In a world where dogs are one of the most beloved creatures, it is tragic to think that some of our furry friends are on the brink of extinction. Over the years, several dog breeds have faced a significant decline in population, putting their very existence at risk. These dogs, once cherished for their unique traits and qualities, are now fighting for survival. Let’s take a closer look at eight dog breeds that are now teetering on the edge of extinction.
Known for their webbed feet and exceptional swimming abilities, Otterhounds were originally bred for otter hunting. Unfortunately, as otter hunting became less popular and otter populations declined, the need for these dogs diminished. Today, there are less than 1,000 Otterhounds left in the world.
2. Dandie Dinmont Terrier:
This adorable and distinctive breed, with its long body and short legs, was once sought after for rat control. However, changes in human lifestyle and pest control practices have made the Dandie Dinmont Terrier less prevalent. Conservation efforts have been made to protect this breed, but their numbers remain alarmingly low.
3. Skye Terrier:
Renowned for their luxurious, flowing coats and loyalty, Skye Terriers were once popular among British royalty. Unfortunately, as fashion and trends changed, so did the popularity of Skye Terriers, leading to their decline in numbers. Today, this breed is critically endangered.
4. Sussex Spaniel:
The slow but steady Sussex Spaniel is a rare and lovable breed that has been adversely affected by a decline in interest. These dogs were primarily used for hunting game, but as hunting practices evolved, their need declined. The Sussex Spaniel now faces the threat of extinction, becoming a rare sight indeed.
5. Norwegian Lundehund:
Known for their unique anatomical traits, such as six toes on each foot and incredible flexibility, Norwegian Lundehunds were initially bred for hunting puffins on the cliffs of Norway. However, with the protection of puffins and a decline in their hunting purposes, this breed faces a troubling future.
6. Curly-coated Retriever:
Once a favorite among sportsmen due to their proficiency in retrieving game, Curly-coated Retrievers have suffered declining numbers over the years. They are currently among the most endangered dog breeds, making it crucial to raise awareness about the potential loss of this remarkable breed.

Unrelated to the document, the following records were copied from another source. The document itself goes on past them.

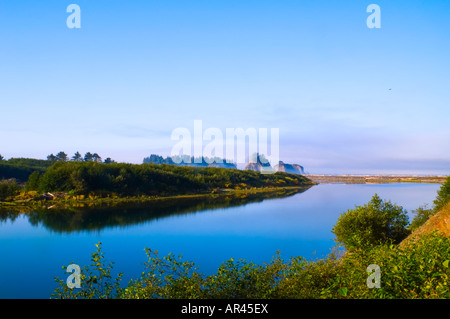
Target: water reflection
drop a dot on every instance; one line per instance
(76, 219)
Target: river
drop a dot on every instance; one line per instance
(35, 245)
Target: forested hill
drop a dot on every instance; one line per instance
(152, 179)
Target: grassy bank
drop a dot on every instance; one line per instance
(26, 201)
(416, 268)
(376, 179)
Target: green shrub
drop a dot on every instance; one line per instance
(419, 269)
(443, 195)
(375, 223)
(422, 214)
(8, 188)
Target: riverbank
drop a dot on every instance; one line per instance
(27, 201)
(377, 179)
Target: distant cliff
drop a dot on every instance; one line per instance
(189, 161)
(259, 163)
(289, 168)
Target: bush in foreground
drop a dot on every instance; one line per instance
(377, 222)
(419, 269)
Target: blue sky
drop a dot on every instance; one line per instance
(346, 98)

The Harrier, a breed closely related to the Beagle and Foxhound, has found itself on the verge of extinction due to a decrease in popularity. Known for its exceptional hunting skills and muscular build, the Harrier’s numbers have plummeted dramatically.
8. Pyrenean Mastiff:
Originally bred as a guardian of livestock, the Pyrenean Mastiff is a gentle giant. However, changes in livestock management and a declining interest in the breed has led to a significant drop in population. Today, only a few hundred Pyrenean Mastiffs remain worldwide.
It is crucial to recognize the importance of preserving these dog breeds, not just for their historical significance but also for the biodiversity of our canine companions. Fortunately, there are numerous organizations and breed enthusiasts working diligently to protect and revive these endangered breeds. Raising awareness, conducting responsible breeding programs, and encouraging adoption can contribute to preserving these precious breeds for future generations to enjoy. Let us join hands in ensuring that these magnificent dogs find their rightful place in the world once again.